MONTRÉAL — Le président de la FTQ, Daniel Boyer, reproche au gouvernement du Québec d'avoir laissé tomber les travailleuses du secteur public, qui attendent depuis 2010 que soit réglé un litige concernant le maintien de l'équité salariale.

En mars dernier, le gouvernement avait suscité de l'espoir chez des dizaines de milliers de travailleuses du secteur public, en se montrant prêt à discuter de ce litige, qui date de 2010 et qui concerne le maintien de l'équité salariale.

La loi stipule en effet qu'il faut vérifier s'il y a maintien de l'équité salariale tous les cinq ans, puisque des biais peuvent être introduits -lorsque des tâches sont ajoutées à un titre d'emploi, par exemple.

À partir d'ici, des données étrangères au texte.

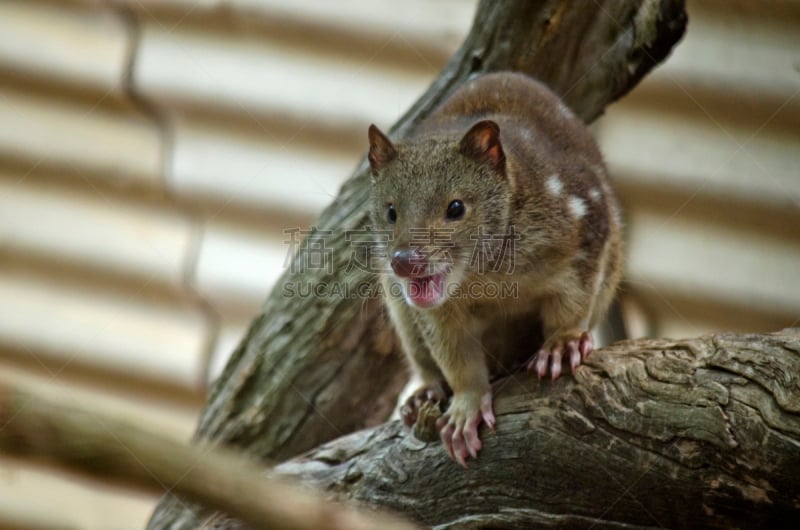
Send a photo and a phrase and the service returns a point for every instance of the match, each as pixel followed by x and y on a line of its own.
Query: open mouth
pixel 426 291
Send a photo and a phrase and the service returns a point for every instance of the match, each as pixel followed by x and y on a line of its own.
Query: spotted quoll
pixel 505 244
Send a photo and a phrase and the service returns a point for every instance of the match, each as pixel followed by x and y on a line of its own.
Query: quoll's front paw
pixel 431 393
pixel 574 345
pixel 458 427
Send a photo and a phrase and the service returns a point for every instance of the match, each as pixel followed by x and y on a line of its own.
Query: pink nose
pixel 408 262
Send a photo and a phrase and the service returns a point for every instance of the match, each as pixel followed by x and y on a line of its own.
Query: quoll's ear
pixel 381 150
pixel 482 143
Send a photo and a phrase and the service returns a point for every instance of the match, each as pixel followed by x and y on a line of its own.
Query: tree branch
pixel 312 369
pixel 648 433
pixel 101 447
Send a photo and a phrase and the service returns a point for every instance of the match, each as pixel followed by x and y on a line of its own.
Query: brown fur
pixel 540 173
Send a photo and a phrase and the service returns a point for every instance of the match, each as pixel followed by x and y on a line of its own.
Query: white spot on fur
pixel 527 135
pixel 577 206
pixel 554 185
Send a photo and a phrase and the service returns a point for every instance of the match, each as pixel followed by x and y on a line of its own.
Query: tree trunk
pixel 652 433
pixel 311 369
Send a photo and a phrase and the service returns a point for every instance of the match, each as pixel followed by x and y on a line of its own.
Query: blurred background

Or, la semaine dernière, les discussions à ce sujet ont encore été mises sur la glace, cette fois à cause de la campagne électorale, a rapporté M. Boyer, au cours d'une entrevue avec La Presse canadienne, vendredi.

«Je ne vous dirai pas qu'on a eu une fin de non-recevoir, mais on n'a pas eu de négociation de bonne foi avec le Conseil du trésor. Il a fallu que j'intervienne à de multiples reprises dans le but que les discussions reprennent. Et, finalement, elles n'ont jamais repris», a déploré le président de la plus grande centrale syndicale du Québec.

Le gouvernement, de son côté, affirme qu'en cette période électorale, il doit se concentrer sur les dossiers urgents. Il n'avait pas été possible d'obtenir des commentaires du Secrétariat du Conseil du trésor au moment d'écrire ces lignes.

«On peut comprendre que ce sont les élections et que les mandats ne sont pas là. On peut comprendre ça. Mais ce n'est pas conjoncturel. Quand ça fait huit ans que les plaintes sont là et qu'elles sont toujours là, actives et pas réglées... Ce n'est pas rien que la conjoncture des élections actuelles. Il y a eu trois élections depuis ce temps-là! Il faudrait s'asseoir et les régler», a tonné M. Boyer.

Ce dossier peut toucher des dizaines de milliers de travailleuses qui occupent des postes à prédominance féminine. Il s'agit de secrétaires d'école, d'auxiliaires en santé, de techniciennes en administration, par exemple.

En décembre 2010, le Conseil du trésor s'était assuré seul du maintien de l'équité salariale. C'est à ce moment que les syndicats avaient déposé plusieurs dizaines de plaintes quant aux catégories d'emplois à prédominance féminine.

Plusieurs syndicats sont concernés, soit, en plus des différents syndicats affiliés à la FTQ, d'autres à la Centrale des syndicats du Québec (CSQ), à la Confédération des syndicats nationaux (CSN), à l'Alliance du personnel professionnel et technique dans la santé et les services sociaux (APTS).